Tu m'expliques qu'il faut payer très cher les patrons afin de pouvoir bénéficier de rentrées fiscales, et pourtant il est prouvé que ceux-ci ne payent pas grand chose, puisqu'ils vont dans des cantons qui ne les taxent pas comme ils taxent les honnêtes travailleurs.

Toi-même dans d'autres postes tu l'écrivais, ce ne sont pas les très riches qui payent les impôts dont nous avons besoin, c'est la classe moyenne, donc si c'est la classe moyenne et ouvrière, que se soie celles-ci qui bénéficient de meilleurs salaires, cela se répercutera directement sur les impôts dont ils s'acquittent sans frauder.

Quand aux Ospel et consort, elle apprendront comme tout le monde à faire plus avec moins.

Ecrit par : Earl | 08.10.2009

"Une fois de plus, tu esquive la question centrale. Sachant que ces salaires ne SERONT PAS redistribués, qui paie la baisse des rentrées fiscales?"

L'argent ne s'évapore pas comme ça: si la masse salariale diminue, soit les clients profiteront d'une baisse de prix, soit les actionnaires toucheront un plus gros dividendes.

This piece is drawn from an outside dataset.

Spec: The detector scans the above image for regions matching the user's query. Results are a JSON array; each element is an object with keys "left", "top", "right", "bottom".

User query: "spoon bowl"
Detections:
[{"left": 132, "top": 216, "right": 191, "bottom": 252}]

Et ça vous fait peur que de l'argent sorte des entreprises pour mieux rémunérer les actionnaires plutôt que de rester à l'intérieur sous forme de salaire ? Dans quel camps étiez-vous quand ce problème a été soulevé lors du débat sur la l'allégement de l'imposition des dividendes ??? Cette mesure va coûter 150 millions à l'AVS... Bizarre, dans ce cas là c'était pas trop grave, hein ?? ;-)

Ecrit par : PtitSuisse | 08.10.2009

Votre vision dans la défense des "patrons" est quelque peu bizarre. Vous défendez les salaires délirants des top managers au détriment de la rétribution des actionnaires. «Normalement» dans le canevas capitaliste, c'est le propriétaire qui s'en met plein les fouilles et pas l'employé.
Mais pour les employés Ospel ou Vasella, vous vous montrez particulièrement "gauchiste" dans la défense de leurs rétributions (on dirait Christian Levrat); parce que selon vous, ces gens sont investis de très lourdes responsabilités et que cela justifie leurs hauts salaires. Tout le monde sait que c'est un gag, que leurs responsabilités sont quasi nulles, et quand bien même ils auraient coulé la boîte, ils ne seraient pas inquétés. Quand il y a le feu dans la maison, on leur permet même de se débiner en douce en emportant encore quelques meubles.
Je préférerais donc que vous défendiez le propriétaire, c'est-à-dire des quantités de petits ruisseaux qui font les grandes rivières, ou des fonds de placement dont les preneurs sont peut-être des caisses de pension, etc. Ruiner les actionnaires institutionnels, c'est ruiner l'Etat.
C'est aussi en sur-payant ce type d'employés que l'on coule la boîte.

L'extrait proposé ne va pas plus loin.